Extracted executeTool() in server.ts as the shared dispatch primitive. handleToolCall() (MCP transport) becomes a thin wrapper that calls executeTool() then formats the result into the MCP content envelope (preserving the download_attachment resource special-case). runCall() in the CLI calls executeTool() then writes raw JSON to stdout.
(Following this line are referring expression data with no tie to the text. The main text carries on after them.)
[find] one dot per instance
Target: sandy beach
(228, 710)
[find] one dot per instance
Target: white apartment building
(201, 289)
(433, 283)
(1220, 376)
This keeps serve and call parity by construction — they share the same action registry and the dispatch path. Only the output formatting diverges.

Differences vs. serve:

  • Eager provider init (no demo-mode fallback) — auth failures surface as exit codes instead of masquerading as connecting results
  • Snapshot allowlist (no WatchedAllowlist FS watcher in a one-shot process)

Output

  • stdout = JSON tool result (pretty-printed for TTY, compact for pipe via process.stdout.isTTY)
  • stderr = logs / errors only, so call ... | jq works
  • Exit codes:
    • 0 success
    • 2 CLI / argument / schema / unknown-tool error
    • 3 typed tool failure ({success:false,...}) or runtime throw

Out of scope (per peer review with Codex + Gemini)

  • Schema-generated per-tool flags — heterogeneous tool inputs, low ROI vs. the --args JSON path
  • JSON-RPC over stdin as a public surface — confusing UX, requires MCP envelope knowledge; keep as internal debug if useful later
  • Cross-process token-refresh locking — existing single-flight is process-local; mostly fine for read-path call invocations, low risk

Test plan

  • 5 new openspec scenarios under cli/Call Subcommand + cli/Exit Codes
  • Unit: parseCliArgs handles call / --args / --args-file / --args-stdin / --list / --schema
  • Unit: executeTool returns raw action result; handleToolCall wraps it (regression)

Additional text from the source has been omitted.